The Wall Street Journal, February 10 2009:

But last spring, some of the temple’s neighbors decided they’d had their fill. They asked the city’s zoning board to shut down what they call a “commercial enterprise” operating in a residential zone. At a public hearing, a dozen neighborhood opponents sounded off: Some said they couldn’t stand the “offensive odors” of Thai food being prepared; others objected to litter, traffic and clanging pots early in the morning. One compared the temple to a McDonald’s.

At a hearing in September, neighbor Carolyn Shoulders complained: “If anybody whose neighbor on the other side of their backyard fence had a thousand people over every weekend, they would really get tired of it.”

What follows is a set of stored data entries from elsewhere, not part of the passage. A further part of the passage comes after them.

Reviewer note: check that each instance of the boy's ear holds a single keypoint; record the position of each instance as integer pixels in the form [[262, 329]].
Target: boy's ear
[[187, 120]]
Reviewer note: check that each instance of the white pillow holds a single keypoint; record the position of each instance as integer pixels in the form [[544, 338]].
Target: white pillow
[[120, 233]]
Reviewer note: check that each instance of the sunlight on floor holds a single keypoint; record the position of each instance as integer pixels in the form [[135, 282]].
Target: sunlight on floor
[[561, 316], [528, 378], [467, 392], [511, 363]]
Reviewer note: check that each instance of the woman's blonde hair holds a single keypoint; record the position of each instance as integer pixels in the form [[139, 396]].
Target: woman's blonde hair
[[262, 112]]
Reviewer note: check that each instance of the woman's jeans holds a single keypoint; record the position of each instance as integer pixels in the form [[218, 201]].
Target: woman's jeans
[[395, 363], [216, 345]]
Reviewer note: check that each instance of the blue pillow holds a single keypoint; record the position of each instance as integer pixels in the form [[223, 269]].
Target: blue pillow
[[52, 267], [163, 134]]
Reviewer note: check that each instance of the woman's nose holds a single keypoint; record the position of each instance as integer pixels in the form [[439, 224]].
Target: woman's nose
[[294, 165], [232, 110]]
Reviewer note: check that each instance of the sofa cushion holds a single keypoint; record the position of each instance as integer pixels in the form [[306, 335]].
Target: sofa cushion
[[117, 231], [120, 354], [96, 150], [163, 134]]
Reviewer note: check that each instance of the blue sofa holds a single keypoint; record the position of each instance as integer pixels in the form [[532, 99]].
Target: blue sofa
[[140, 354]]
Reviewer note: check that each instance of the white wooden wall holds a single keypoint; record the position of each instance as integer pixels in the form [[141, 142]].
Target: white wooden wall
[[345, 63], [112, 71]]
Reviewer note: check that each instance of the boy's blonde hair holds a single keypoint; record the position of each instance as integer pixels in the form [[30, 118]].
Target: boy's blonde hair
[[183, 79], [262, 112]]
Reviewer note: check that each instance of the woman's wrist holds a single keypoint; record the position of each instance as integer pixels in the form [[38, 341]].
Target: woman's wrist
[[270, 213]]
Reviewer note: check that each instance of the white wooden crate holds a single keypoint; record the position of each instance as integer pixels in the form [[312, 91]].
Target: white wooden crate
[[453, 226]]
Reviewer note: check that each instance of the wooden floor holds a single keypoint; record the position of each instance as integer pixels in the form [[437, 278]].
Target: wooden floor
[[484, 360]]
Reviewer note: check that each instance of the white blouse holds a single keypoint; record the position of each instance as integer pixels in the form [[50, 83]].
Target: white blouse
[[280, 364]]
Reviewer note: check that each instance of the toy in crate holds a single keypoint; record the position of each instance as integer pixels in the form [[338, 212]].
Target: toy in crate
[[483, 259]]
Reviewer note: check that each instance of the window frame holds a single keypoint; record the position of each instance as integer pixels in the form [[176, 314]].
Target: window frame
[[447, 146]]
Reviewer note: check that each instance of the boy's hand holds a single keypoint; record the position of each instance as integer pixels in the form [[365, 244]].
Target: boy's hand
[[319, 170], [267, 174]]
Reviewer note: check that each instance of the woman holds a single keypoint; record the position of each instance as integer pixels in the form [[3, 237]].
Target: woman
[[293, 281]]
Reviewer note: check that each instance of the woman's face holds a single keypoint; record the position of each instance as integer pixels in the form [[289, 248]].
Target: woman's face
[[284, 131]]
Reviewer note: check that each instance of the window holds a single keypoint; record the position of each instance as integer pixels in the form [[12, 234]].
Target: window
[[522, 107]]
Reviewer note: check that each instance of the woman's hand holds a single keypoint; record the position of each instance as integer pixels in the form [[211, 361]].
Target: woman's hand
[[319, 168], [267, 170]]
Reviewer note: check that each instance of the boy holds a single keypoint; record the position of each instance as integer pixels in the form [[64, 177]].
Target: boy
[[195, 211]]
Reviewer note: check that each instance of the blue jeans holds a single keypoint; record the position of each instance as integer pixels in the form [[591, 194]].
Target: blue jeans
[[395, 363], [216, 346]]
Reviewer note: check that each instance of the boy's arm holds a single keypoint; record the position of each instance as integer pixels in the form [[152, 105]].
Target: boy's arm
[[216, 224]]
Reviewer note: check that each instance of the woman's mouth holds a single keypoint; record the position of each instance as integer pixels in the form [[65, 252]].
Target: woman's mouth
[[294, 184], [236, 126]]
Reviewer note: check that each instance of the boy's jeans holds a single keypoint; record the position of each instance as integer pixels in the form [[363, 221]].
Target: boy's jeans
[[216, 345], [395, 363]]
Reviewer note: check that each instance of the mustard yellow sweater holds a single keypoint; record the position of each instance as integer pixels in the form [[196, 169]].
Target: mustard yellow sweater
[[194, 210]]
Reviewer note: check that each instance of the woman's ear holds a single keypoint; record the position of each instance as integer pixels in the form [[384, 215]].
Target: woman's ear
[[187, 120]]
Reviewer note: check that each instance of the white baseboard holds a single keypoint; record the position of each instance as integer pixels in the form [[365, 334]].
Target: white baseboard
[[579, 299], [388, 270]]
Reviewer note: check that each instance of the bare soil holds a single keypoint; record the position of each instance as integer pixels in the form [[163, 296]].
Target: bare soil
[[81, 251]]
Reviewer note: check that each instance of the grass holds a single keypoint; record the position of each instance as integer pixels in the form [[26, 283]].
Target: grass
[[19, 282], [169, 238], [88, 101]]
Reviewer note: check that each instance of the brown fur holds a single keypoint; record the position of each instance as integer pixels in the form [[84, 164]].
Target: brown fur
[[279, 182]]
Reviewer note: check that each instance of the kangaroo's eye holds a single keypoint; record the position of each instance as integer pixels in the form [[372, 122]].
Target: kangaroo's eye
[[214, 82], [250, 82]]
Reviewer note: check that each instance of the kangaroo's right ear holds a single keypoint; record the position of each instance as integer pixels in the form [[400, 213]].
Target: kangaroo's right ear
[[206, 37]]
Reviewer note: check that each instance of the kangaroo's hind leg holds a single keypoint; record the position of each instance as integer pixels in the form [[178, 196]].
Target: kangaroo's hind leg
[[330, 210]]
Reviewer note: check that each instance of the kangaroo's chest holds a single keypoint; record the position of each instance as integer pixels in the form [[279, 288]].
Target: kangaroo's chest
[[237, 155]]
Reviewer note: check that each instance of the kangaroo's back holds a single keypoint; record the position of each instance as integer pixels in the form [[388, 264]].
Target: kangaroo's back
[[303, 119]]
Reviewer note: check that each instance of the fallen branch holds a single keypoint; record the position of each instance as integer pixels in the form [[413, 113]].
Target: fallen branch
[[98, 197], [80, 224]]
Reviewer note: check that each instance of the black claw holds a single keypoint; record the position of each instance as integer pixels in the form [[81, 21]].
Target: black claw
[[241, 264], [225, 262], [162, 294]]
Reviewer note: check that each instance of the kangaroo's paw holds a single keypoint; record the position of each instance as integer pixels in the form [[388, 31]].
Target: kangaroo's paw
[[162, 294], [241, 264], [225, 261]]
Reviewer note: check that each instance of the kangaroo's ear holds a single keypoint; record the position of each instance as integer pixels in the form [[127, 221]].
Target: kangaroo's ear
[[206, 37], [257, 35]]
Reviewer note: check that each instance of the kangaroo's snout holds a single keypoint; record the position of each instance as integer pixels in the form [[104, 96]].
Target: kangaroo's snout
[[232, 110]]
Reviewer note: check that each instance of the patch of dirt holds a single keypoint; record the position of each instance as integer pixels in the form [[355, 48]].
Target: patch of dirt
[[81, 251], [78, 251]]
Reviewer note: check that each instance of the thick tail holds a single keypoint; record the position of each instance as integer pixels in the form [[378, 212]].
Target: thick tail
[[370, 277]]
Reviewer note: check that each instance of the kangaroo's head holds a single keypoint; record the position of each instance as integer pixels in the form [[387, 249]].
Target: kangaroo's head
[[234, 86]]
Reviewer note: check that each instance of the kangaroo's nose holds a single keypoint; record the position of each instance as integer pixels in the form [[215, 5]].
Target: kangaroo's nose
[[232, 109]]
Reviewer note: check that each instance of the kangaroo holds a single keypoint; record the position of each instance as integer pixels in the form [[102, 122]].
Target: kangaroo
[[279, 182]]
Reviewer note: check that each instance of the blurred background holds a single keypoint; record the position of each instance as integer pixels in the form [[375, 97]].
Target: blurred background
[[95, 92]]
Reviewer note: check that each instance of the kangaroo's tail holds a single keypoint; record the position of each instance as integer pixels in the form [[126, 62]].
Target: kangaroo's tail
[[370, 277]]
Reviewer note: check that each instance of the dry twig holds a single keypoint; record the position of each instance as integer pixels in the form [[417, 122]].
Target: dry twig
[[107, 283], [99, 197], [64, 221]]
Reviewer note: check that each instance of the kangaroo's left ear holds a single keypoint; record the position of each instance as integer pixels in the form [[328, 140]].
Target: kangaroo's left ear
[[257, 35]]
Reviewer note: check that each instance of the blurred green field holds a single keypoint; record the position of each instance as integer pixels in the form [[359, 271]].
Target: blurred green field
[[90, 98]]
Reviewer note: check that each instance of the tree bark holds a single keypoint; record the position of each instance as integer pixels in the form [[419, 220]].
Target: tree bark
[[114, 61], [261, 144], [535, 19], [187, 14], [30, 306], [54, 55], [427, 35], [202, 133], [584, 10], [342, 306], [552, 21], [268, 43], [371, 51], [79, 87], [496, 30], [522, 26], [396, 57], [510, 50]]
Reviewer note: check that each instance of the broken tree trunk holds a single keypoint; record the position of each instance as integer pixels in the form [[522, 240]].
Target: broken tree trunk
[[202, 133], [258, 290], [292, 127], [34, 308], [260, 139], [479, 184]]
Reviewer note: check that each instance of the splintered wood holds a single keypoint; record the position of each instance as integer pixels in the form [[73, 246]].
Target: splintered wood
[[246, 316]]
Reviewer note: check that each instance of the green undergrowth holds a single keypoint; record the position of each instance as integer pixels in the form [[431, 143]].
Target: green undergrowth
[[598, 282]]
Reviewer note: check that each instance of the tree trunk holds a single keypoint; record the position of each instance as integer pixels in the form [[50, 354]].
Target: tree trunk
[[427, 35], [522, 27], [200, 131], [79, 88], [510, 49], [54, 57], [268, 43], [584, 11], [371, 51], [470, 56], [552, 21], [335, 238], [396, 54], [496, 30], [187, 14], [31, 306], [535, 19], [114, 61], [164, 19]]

In a recent interview, she said she has lived on the street behind the temple for 10 years. “They don’t have to, in essence, run a restaurant in our backyard,” she said. “You want to relax on the weekend.”

Berkeley, a city where a group of protesters recently lived in trees for nearly two years, now is weighing whether zoning laws ought to be sensitive to karma.

The weekly brunch at a Buddhist monastary in Berkeley, Calif., has grown wildly popular for the bargain it offers. But not everyone is pleased with the crowds it is drawing. WSJ’s Geoffery Fowler reports.

Abbot Tahn Manas, who has lived at the temple for 22 years, says the event is critical to the Buddhist religious practice of “earning merit.” Monks are forbidden by their religion from earning money or accumulating earthly goods on their own. Providing for monks and temples is the religious duty of Buddhists of the Theravada school; it helps them build goodwill for later in life or for the next life. In Thailand, they earn merit by giving money to monks in the street. Berkeley Buddhists earn merit by volunteering at brunch, thereby serving the temple.